Do you remember your first concert?

I don’t just mean the first time you saw live music. I mean the first time you saw a performer live and the music hit so hard that the world outside of that venue ceased to exist—when the strangers around you became brethren, forever tied to that special, inimitable concert experience.

I remember mine.

It happened on a particularly stormy night in 2009, when the rain fell like megaton bombs and the oncoming thunderstorm gave an exciting, apocalyptic quality to the performance.

I traveled to the deliciously macabre halls of the Masquerade to see electronic guru Dan Deacon and his eclectic 14-piece ensemble during the tour for his glitchy opus “Bromst.”

For those uninitiated with Deacon’s live reputation, he is famous for inciting dance contests, human tunnels, and various audience participation activities that force attendees to drop any pretensions and unlock their goofiest, most childlike selves.

There was one particular moment when I locked both my hands with complete strangers as we let our limbs loose in body spasms, which vaguely resembled dance moves.

There was no fear of judgment, no self-consciousness and no anxiety about opening the most vulnerable, zany side of myself to these individuals, who I had never met before and would probably never meet again.

In that moment, as the thunder was pounding the venue, I thought to myself, “this is it. This is how powerful music can really be. If I was ever to get fried by lightning, I would want it to happen here.”

That frenzied union is not limited to oddball electronic shows. Music has been the glue that has connected disparate groups of people for hundreds of thousands of years.

Atlanta, especially, is a melting pot of genres—from niche, avant-garde stylings to the most all-inclusive, mainstream sounds.

But I’ve noticed a disturbing trend in our city: fans using musical self-identification as a means to create divisions between people.
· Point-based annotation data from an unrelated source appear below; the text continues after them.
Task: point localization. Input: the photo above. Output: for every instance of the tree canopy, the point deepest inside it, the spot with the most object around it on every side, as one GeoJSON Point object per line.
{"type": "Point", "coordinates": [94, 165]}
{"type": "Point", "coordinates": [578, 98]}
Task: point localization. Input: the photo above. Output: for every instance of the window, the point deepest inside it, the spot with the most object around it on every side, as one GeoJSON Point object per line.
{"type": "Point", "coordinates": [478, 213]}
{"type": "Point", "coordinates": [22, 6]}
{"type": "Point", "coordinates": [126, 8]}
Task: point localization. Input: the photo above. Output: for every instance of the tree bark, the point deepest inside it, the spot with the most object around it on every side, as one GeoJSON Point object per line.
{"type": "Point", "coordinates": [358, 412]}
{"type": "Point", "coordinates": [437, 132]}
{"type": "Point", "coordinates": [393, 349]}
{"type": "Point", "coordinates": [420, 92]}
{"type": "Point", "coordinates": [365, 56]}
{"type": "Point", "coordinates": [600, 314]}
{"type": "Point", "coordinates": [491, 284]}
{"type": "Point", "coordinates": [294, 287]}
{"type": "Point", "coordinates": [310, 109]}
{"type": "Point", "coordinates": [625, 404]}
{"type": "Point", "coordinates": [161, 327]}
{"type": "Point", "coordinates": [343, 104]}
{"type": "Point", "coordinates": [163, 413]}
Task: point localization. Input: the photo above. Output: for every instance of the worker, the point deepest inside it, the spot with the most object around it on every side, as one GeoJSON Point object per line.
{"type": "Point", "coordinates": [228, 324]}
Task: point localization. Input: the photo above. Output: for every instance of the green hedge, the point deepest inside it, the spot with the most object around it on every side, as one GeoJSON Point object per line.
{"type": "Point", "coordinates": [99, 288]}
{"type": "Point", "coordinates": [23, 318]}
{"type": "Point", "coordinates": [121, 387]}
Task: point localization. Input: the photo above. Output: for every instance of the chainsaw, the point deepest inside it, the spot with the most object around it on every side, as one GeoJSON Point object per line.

Obviously, music is subjective. Everyone knows artists that sound like daggers to their eardrums; but that doesn’t give justification for shaming others for their music tastes. Someone discovering themself through a clever combination of pleasing tones and frequencies is a beautiful moment that should be celebrated—no matter the artist.

Ultimately, the genre through which someone finds themself is unimportant.

I’ve been in mosh pits where I’ve been punched in the face and knocked down to the ground, only to have my attacker reach out a hand to further the harmonious violence.

I’ve been in hushed concert halls where the only way the audience could relate their satisfactions was through the display of stupid grins plastered on their faces. The sounds are different, but the feeling is the same.

Music is not a tool for breeding discord, manufacturing self-doubt and making someone feel insecure about their vehicle for self-discovery.

As you find yourself branching out to meet more and more Atlanta music nerds that display their pride through a variety of different bands, remember your first concert experience. Remember those strange faces that suddenly became familiar, merely by sharing that brief concert experience.

Above all, remember to spread that positivity among all those who like you—and like me—have a reverent love of music.